UAVDB: Point-Guided Masks for UAV Detection and Segmentation
This work addresses the need for scalable and high-resolution datasets for UAV detection in surveillance and security applications, though it is incremental as it builds on existing annotation methods.
The authors tackled the problem of limited datasets for UAV detection and segmentation by introducing UAVDB, a benchmark dataset constructed using a point-guided weak supervision pipeline, which outperforms existing annotation techniques in IoU metrics.
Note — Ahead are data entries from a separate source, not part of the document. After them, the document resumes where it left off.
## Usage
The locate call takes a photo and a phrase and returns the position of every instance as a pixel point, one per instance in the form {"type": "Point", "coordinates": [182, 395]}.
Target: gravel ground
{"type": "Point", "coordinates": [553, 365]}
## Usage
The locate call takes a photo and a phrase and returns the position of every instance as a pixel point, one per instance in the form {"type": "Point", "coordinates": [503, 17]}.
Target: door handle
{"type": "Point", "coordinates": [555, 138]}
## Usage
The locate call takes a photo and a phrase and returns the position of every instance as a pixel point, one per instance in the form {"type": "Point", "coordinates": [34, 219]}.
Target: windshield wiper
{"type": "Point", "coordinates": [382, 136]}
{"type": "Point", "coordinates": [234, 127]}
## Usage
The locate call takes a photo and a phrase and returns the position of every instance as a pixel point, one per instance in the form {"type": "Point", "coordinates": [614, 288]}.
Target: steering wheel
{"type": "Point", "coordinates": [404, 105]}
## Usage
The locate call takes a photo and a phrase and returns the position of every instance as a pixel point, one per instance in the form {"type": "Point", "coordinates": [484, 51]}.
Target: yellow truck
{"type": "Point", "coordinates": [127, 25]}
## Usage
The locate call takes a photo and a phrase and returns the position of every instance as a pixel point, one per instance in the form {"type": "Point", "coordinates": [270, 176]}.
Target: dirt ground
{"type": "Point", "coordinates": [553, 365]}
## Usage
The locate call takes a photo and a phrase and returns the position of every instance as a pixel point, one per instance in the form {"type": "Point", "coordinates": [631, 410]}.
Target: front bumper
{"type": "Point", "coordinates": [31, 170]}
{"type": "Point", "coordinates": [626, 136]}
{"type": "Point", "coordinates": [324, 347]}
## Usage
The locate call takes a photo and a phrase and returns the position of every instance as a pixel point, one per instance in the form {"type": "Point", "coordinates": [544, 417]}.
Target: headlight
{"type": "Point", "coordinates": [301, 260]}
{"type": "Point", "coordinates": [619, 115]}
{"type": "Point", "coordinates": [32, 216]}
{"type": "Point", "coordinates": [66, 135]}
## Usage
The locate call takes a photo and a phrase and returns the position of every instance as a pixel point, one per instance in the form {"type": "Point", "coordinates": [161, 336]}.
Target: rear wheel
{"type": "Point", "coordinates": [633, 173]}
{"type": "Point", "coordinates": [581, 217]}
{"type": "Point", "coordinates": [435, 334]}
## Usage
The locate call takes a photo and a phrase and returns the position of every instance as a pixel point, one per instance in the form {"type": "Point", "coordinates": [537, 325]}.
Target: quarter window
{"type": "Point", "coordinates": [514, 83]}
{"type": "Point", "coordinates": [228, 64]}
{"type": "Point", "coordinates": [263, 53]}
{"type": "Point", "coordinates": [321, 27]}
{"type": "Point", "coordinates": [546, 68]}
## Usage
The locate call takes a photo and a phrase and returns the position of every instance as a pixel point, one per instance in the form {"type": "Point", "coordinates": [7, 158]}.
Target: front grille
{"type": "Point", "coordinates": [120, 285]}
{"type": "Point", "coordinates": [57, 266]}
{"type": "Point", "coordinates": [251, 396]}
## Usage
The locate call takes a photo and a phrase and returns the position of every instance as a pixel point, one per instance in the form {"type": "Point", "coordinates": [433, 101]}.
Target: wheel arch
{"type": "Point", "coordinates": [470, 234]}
Accurate detection of Unmanned Aerial Vehicles (UAVs) is critical for surveillance, security, and airspace monitoring. However, existing datasets remain limited in scale, resolution, and the ability to capture objects across extreme size variations. To address these challenges, we present UAVDB, a benchmark dataset for UAV detection and segmentation, constructed via a point-guided weak supervision pipeline. We introduce Patch Intensity Convergence (PIC), a lightweight annotation method that converts trajectory points into bounding boxes, eliminating the need for manual labeling while preserving precise spatial localization. Building upon these annotations, we further generate segmentation masks using SAM2, enriching the dataset with multi-task labels. UAVDB consists of RGB frames from a fixed-camera multi-view video dataset, capturing UAVs across scales ranging from clearly visible objects to near single-pixel instances under diverse conditions. Quantitative results show that PIC combined with SAM2 outperforms existing annotation techniques in terms of IoU. Furthermore, we benchmark YOLO-based detectors on UAVDB, establishing baselines for future research.